Context, Compaction, and Pruning
The context for a run is the message stack provided to the model. Context is bounded by the model's context window (token limit), so long-running sessions use compaction and pruning to stay within limits without losing safety-critical information.
Context stack
Typical layers:
- System prompt (rules, tools, skills, runtime, injected files)
- Conversation history (user + assistant messages)
- Tool calls/results and attachments (command output, files, images/audio)
Tool schemas (contracts) are also part of what the model receives and therefore count toward the context window even though they are not plain-text history.
Context reports (inspectability)
For observability, the gateway produces a per-run context report that captures:
- injected workspace files (raw vs injected sizes)
- system prompt section sizes
- largest tool schema contributors
- recent-history and tool-result contributions
Operator clients expose the report via /context list and /context detail (see Observability).
Compaction
When the session approaches the context limit, older history is compacted into a summary that preserves safety and task-relevant facts.
Compaction should:
- Keep approvals, constraints, and user preferences intact.

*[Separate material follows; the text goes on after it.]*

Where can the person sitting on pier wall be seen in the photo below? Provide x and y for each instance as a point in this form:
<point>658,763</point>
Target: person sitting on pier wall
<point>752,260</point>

- Preserve key decisions and unfinished threads.
- Avoid inventing facts or deleting obligations.
Compaction vs long-term memory
Session compaction is a prompt-level optimization; it is not a long-term memory system.
- The compaction summary exists to keep ongoing work safe and coherent within a bounded context window.

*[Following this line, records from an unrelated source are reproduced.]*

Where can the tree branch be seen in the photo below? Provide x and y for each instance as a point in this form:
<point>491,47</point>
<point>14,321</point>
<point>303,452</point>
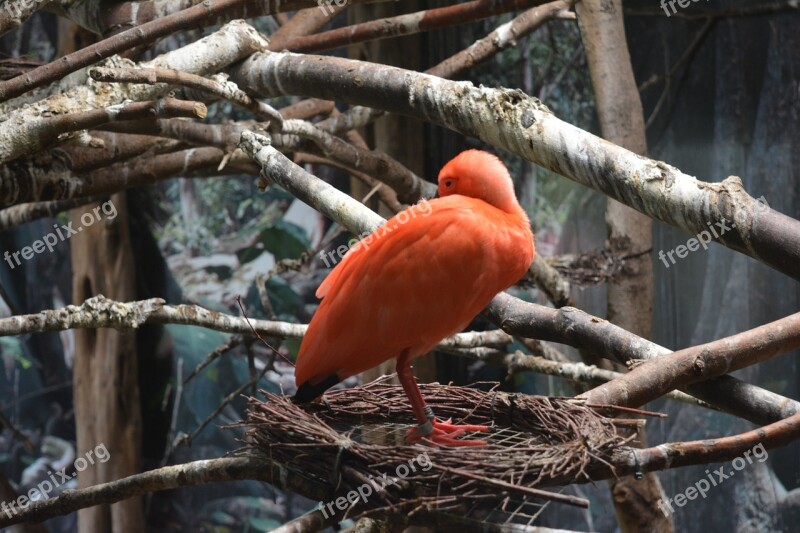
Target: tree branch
<point>566,325</point>
<point>511,120</point>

- Long-term memory lives in the StateStore (agent-scoped) and is retrieved as a budgeted digest for each turn (see Memory).
At compaction boundaries, the system MAY trigger consolidation workflows that promote durable lessons (facts/preferences/procedures) out of ephemeral context into long-term memory. These workflows are budget-driven and auditable, and must not silently “remember” sensitive content.
Pruning (tool-result trimming)
Pruning reduces context bloat by trimming or clearing older tool results in the prompt for a single run while leaving the durable transcript intact.
Pruning:
- applies only to tool-result messages (never to user or assistant turns)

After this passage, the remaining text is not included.